Lab: Reliable Data Transfer
CSC 364 - Computer Networks - Weinman
- Summary:
- We implement a reliable data transfer layer protocol
- Assigned:
- Friday 21 February
- Due:
- 11:59 PM Tuesday 4 March
- Objectives:
-
- Internalize principles of reliable data transfer
- Restore C programming skills
- Learn to verify correct protocol operation
- Background
- Section 3.4 in Kurose and Ross (Computer Networks)
explains the principles of reliable data transfer, including details
of the alternating bit protocol rdt3.0 (3.4.1) and the Go-Back-N
protocol (3.4.3)
- Collaboration:
- You will complete this lab in pairs assigned by
the instructor.
Overview
In this laboratory programming assignment, you will be writing the
sending and receiving transport-level code for implementing a simple
reliable data transfer protocol. There are two versions of this lab,
the alternating-bit protocol version and the Go-Back-N version. This
lab should be fun since your implementation will differ very
little from what would be required in a real-world situation.

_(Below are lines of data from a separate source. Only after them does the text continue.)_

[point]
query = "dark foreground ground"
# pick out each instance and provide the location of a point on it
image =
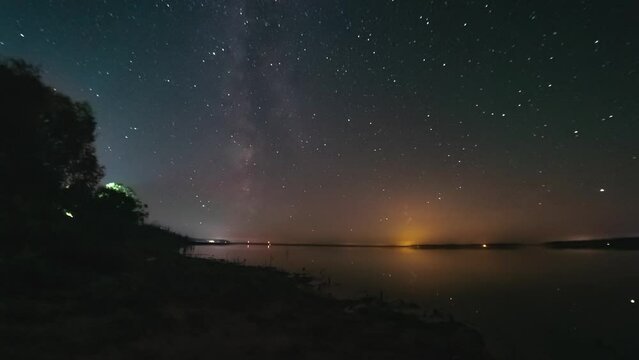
(108, 304)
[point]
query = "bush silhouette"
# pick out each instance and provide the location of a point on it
(49, 172)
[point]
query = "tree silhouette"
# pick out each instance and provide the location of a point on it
(47, 157)
(116, 205)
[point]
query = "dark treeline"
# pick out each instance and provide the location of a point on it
(52, 200)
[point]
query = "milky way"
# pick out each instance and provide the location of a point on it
(385, 121)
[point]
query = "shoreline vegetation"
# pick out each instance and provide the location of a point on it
(93, 300)
(83, 275)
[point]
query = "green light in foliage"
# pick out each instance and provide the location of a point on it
(120, 188)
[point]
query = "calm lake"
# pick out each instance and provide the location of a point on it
(530, 303)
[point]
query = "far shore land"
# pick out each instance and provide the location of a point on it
(601, 244)
(141, 299)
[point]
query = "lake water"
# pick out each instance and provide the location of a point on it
(530, 303)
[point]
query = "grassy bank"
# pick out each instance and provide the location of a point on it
(139, 301)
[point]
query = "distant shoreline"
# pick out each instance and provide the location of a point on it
(595, 244)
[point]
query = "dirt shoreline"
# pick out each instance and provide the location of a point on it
(168, 307)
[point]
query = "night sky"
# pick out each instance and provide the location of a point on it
(357, 121)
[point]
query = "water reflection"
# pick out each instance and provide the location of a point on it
(529, 303)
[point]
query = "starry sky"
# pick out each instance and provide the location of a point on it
(356, 121)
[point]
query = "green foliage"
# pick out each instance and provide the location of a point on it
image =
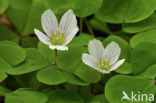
(47, 52)
(78, 6)
(30, 16)
(92, 75)
(143, 37)
(99, 99)
(26, 96)
(17, 54)
(69, 60)
(31, 72)
(117, 84)
(143, 56)
(51, 76)
(64, 96)
(3, 5)
(149, 72)
(147, 24)
(7, 34)
(34, 61)
(99, 25)
(125, 48)
(4, 91)
(113, 12)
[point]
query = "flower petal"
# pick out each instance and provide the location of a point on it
(49, 22)
(70, 36)
(112, 52)
(89, 60)
(42, 37)
(117, 64)
(58, 47)
(96, 49)
(68, 22)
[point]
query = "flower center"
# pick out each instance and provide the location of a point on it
(57, 39)
(104, 65)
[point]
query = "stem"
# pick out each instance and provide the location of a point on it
(79, 89)
(92, 88)
(55, 56)
(81, 25)
(89, 27)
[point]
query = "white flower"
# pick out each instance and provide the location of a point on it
(57, 36)
(103, 60)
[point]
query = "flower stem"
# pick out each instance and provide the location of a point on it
(89, 27)
(81, 25)
(55, 56)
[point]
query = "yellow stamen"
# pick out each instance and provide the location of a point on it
(57, 39)
(104, 65)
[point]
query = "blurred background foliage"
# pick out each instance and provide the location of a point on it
(26, 71)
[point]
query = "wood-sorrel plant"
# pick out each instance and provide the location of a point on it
(82, 51)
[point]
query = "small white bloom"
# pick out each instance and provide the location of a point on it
(103, 60)
(58, 36)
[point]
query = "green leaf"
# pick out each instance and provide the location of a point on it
(34, 61)
(69, 60)
(11, 52)
(149, 73)
(128, 11)
(70, 78)
(18, 4)
(3, 5)
(147, 36)
(31, 16)
(4, 91)
(64, 96)
(25, 96)
(7, 34)
(125, 48)
(143, 56)
(99, 25)
(30, 42)
(51, 76)
(81, 8)
(81, 40)
(99, 99)
(87, 73)
(117, 84)
(147, 24)
(47, 52)
(4, 66)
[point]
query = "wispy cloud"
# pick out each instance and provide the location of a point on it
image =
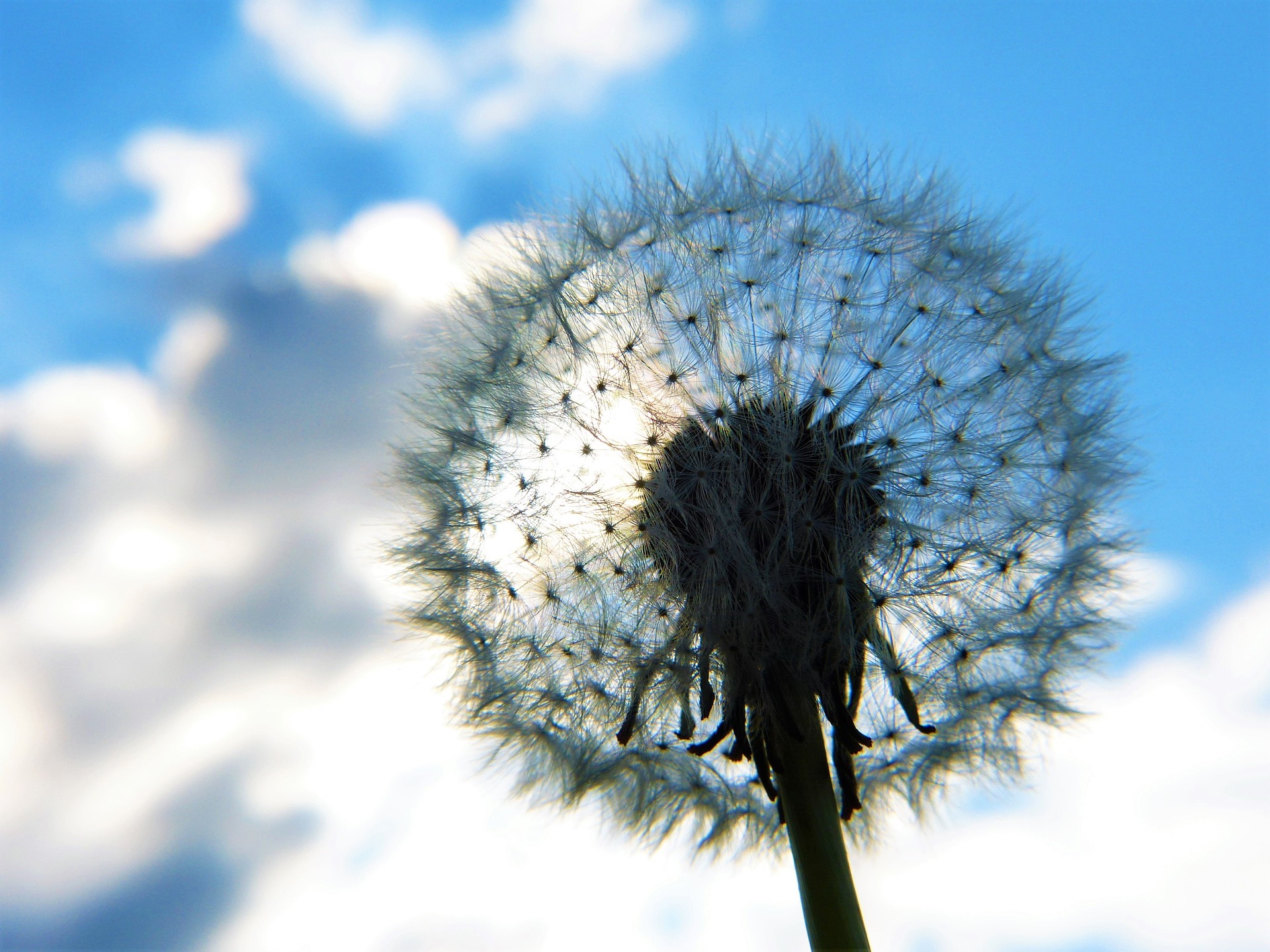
(544, 56)
(407, 257)
(194, 663)
(200, 190)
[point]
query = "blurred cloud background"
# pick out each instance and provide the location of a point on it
(225, 227)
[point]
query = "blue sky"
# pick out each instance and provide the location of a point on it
(1129, 139)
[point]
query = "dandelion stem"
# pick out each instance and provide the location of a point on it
(829, 906)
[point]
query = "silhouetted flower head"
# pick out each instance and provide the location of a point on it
(775, 427)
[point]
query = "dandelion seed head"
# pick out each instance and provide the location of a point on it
(777, 427)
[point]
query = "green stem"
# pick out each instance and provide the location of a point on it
(829, 906)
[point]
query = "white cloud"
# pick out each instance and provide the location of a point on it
(367, 75)
(546, 55)
(125, 564)
(200, 192)
(402, 253)
(409, 257)
(111, 414)
(1146, 830)
(193, 340)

Since you don't have standalone machines (with an OS that you can
modify), your code will have to execute in a simulated hardware/software
environment. However, the programming interface provided to your routines,
i.e., the code that would call your entities from above and from below
is very close to what is done in an actual UNIX environment. (Indeed,
the software interfaces described in this programming assignment are
much more realistic that the infinite loop senders and receivers that
many texts describe). Stopping/starting of timers are also simulated,
and timer interrupts will cause your timer handling routine(s) to
be activated.
The routines you will write
The procedures you will write are for the sending entity (A) and the
receiving entity (B). Only unidirectional transfer of data (from A
to B) is required. Of course, the B side will have to send packets
to A to acknowledge (positively or negatively) receipt of data. Your
routines are to be implemented in the form of the procedures described
below. These procedures will be called by (and will call) procedures
emulating a network environment. The overall structure of the environment
is shown in Figure 1.
Figure 1:
Structure of the emulated environment.
The unit of data passed between the upper layers and your protocols
is a message, which is declared as:
-
struct msg {
char data[DATA_LENGTH];
};
This declaration, and all other data structure and emulator routines,
as well as stub routines (i.e., those you are to complete) are in
the file, rdt.c, described later. Your sending entity will
thus receive data in DATA_LENGTH byte chunks from layer5;
your receiving entity should deliver DATA_LENGTH byte chunks
of correctly received data to layer5 at the receiving side.
The unit of data passed between your routines and the network layer
is the packet, which is declared as:
-
struct pkt {
int seqnum;
int acknum;
int checksum;
char payload[DATA_LENGTH];
};
Your routines will fill in the payload field from the message
data passed down from layer5-easy to do with memcpy(3).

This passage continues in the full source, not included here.